As I proffer the small fee demanded of visitors climbing to the top of Charminar, Hyderabad’s iconic four-towered mosque, the woman at the counter shakes her head.
“We don’t allow single women to go up alone,” she says. Why? “Because they jump from there and commit suicide.”
To set the record straight, single women don’t do this, as a rule, at Charminar: it happened once, but the paranoia still lingers. Eventually, I am allowed to climb the 400-year-old landmark, once I have convinced the woman’s superior officer of my non-suicidal intentions.

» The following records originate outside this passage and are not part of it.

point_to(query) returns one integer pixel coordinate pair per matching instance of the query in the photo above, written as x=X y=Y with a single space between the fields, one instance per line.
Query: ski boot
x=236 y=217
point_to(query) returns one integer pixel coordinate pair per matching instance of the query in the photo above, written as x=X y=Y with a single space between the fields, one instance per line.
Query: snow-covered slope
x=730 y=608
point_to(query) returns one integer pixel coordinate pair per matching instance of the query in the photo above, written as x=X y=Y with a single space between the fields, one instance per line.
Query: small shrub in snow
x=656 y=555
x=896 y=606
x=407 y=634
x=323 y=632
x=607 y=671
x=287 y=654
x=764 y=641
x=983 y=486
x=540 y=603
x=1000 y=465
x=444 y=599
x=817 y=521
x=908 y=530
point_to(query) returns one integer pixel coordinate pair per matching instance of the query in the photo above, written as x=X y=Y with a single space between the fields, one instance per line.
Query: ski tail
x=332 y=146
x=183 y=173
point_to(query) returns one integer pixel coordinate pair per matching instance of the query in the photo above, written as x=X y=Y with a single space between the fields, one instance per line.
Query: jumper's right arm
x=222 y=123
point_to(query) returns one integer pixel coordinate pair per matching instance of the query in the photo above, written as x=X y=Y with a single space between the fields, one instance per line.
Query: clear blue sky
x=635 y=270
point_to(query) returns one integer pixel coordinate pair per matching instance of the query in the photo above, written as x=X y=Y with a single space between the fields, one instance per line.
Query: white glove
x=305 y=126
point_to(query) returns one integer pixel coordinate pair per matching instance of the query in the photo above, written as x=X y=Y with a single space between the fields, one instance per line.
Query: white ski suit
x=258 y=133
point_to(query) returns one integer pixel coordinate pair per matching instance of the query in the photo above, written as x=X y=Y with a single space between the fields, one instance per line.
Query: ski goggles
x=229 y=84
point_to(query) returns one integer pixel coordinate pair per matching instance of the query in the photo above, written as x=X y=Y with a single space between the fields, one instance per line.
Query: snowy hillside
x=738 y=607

From the top, the heart of old Hyderabad, with its crowds and chaos, spreads out before you. In one direction, Laad Bazaar (also known as Choodi Bazaar, reflecting the dozens of bangle shops that line the narrow street); in another, stores selling the pearls for which Hyderabad is famed.

I ignore them and make my way through the twinkling displays of Laad Bazaar and reflect on what Lonely Planet has to say about the city, one of its top 10 recommendations for 2013: “Elegant and blossoming, but also weathered and undiscovered, Hyderabad’s Old City is ripe for exploration.”